I wanted to return 'NaN' as that's the logical result. Unfortunately, 'NaN' is greater than numbers not less then, and you want a less-than or false-like result.
regress=# SELECT NUMERIC 'NaN' > 0;
?column?
----------
t
(1 row)
This means we have to use the icky hack of returning NULL instead:
CREATE OR REPLACE FUNCTION div_null_on_zero(numeric,numeric) returns numeric AS $$
VALUES (CASE WHEN $2 = 0 THEN NULL ELSE $1/$2 END)
$$ LANGUAGE 'SQL' IMMUTABLE;
CREATE OPERATOR #/# (
PROCEDURE = div_null_on_zero(numeric,numeric),
LEFTARG = numeric,
RIGHTARG = numeric
);
with usage:
regress=# SELECT 5 #/# 0, 5 #/# 0>0, CASE WHEN 5 #/# 0 > 0 THEN 5 ELSE 0 END;
?column? | ?column? | case
----------+----------+------
| | 0
(1 row)
Your app can rewrite '/' in incoming expressions into #/# or whatever operator name you choose pretty easily.
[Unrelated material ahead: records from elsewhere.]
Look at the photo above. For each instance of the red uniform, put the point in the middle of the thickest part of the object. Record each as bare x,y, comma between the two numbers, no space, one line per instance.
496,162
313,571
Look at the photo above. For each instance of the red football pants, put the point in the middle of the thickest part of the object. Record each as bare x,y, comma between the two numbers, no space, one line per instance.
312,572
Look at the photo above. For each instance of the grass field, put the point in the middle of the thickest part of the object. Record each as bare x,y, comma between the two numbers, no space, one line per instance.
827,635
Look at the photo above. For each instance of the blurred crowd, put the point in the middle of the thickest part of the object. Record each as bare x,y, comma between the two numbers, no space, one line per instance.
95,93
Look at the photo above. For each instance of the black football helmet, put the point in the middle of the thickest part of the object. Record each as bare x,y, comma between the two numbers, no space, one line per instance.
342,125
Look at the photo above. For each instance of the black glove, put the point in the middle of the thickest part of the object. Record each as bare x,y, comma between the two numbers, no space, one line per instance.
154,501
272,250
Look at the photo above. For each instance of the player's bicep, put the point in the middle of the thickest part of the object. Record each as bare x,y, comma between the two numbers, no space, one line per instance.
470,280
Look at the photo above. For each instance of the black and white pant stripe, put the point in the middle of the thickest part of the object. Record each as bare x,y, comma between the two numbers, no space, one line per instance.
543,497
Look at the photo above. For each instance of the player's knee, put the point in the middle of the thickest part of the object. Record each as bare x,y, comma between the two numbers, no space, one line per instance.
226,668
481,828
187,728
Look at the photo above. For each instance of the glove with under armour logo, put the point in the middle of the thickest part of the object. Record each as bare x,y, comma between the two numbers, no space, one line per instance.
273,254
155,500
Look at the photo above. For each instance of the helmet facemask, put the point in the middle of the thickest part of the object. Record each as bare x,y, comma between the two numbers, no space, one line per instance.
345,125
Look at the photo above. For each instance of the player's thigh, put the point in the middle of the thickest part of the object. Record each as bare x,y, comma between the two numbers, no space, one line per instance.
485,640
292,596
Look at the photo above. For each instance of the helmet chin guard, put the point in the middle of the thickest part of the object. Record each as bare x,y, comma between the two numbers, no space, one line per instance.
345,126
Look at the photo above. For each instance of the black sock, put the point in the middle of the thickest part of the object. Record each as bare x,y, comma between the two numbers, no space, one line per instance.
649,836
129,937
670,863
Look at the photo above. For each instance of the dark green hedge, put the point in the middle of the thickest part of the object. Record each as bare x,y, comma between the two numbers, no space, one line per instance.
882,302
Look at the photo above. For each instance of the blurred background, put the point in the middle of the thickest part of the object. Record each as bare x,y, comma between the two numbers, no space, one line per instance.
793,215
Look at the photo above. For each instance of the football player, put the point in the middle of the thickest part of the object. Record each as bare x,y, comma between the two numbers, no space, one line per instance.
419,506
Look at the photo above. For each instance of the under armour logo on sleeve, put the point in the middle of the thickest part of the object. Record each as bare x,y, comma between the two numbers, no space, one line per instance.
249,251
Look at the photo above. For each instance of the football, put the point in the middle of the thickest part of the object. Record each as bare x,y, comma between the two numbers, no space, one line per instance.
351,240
There's one pretty critical problem with this approach, and that's that #/# will have different precedence to / so expressions without explicit parentheses may not be evaluated as you expect. You might be able to get around this by creating a new schema, defining an operator named / in that schema that does your null-on-error trick, and then adding that schema to your search_path before executing user expressions. It's probably a bad idea, though.
Ugly workaround #2
Since you can't inspect the denominator, all I can think of is to wrap the whole thing in a DO block (Pg 9.0+) or PL/PgSQL function and catch any exceptions from the evaluation of the expression.
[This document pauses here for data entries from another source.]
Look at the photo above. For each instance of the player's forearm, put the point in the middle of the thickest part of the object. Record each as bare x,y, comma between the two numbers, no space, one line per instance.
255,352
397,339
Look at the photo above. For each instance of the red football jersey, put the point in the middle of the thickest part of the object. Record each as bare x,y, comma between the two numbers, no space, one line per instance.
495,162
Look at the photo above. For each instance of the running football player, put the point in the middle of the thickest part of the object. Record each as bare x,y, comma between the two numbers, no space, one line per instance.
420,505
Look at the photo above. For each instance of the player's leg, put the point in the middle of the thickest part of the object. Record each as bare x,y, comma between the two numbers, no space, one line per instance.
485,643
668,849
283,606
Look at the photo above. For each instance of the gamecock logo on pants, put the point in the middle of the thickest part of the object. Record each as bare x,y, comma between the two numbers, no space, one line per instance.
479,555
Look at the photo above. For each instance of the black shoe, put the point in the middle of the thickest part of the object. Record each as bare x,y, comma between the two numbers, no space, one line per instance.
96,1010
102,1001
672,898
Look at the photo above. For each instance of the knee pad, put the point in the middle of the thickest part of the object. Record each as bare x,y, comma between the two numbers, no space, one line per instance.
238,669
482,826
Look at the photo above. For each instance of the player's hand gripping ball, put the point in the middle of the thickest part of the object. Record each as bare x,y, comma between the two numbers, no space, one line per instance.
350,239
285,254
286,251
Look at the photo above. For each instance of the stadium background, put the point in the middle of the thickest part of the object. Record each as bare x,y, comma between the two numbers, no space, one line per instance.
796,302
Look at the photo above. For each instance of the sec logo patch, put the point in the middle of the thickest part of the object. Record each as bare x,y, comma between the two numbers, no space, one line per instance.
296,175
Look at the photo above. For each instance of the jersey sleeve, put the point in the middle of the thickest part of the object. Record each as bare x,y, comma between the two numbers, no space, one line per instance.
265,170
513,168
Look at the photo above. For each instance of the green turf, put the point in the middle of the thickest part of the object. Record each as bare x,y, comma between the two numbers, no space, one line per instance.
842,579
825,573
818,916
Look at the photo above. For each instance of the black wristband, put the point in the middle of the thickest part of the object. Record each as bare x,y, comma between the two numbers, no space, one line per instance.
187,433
Erwin's answer provides a better example of this than I did, so I've removed this. In any case, this is an awful and dangerous thing to do, do not do it. Your app needs to be fixed.
With a boolean argument, a division by zero will always throw an exception (and that's a good thing), before your function is even called. There is nothing you can do about it. It's already happened.
CREATE OR REPLACE FUNCTION if(boolean, anyelement, anyelement)
RETURNS anyelement LANGUAGE SQL AS
$func$
SELECT CASE WHEN $1 THEN $2 ELSE $3 END
$func$;
I would strongly advise against a function named if to begin with. IF is a keyword in PL/pgSQL. If you use user defined functions written in PL/pgSQL this will be very confusing.
Just use the standard SQL expression CASE directly.
The alternative would be to take a text argument and evaluate it with dynamic SQL.
Proof of concept
What you ask for would work like this:
CREATE OR REPLACE FUNCTION f_if(_expr text
, _true anyelement
, _else anyelement
, OUT result anyelement)
RETURNS anyelement LANGUAGE plpgsql AS
$func$
BEGIN
EXECUTE '
SELECT CASE WHEN (' || _expr || ') THEN $1 ELSE $2 END' -- !! dangerous !!
USING _true, _else
INTO result;
EXCEPTION WHEN division_by_zero THEN
result := _else;
-- possibly catch more types of exceptions ...
END
$func$;
Test:
SELECT f_if('TRUE' , 1, 2) --> 1
,f_if('FALSE' , 1, 2) --> 2
,f_if('NULL' , 1, 2) --> 2
,f_if('1/0 > 0', 1, 2); --> 2
This is a big security hazard in the hands of untrusted users. Read #Craig's answer about making this more secure.
However, I fail to see how it can be made bulletproof and would never use it.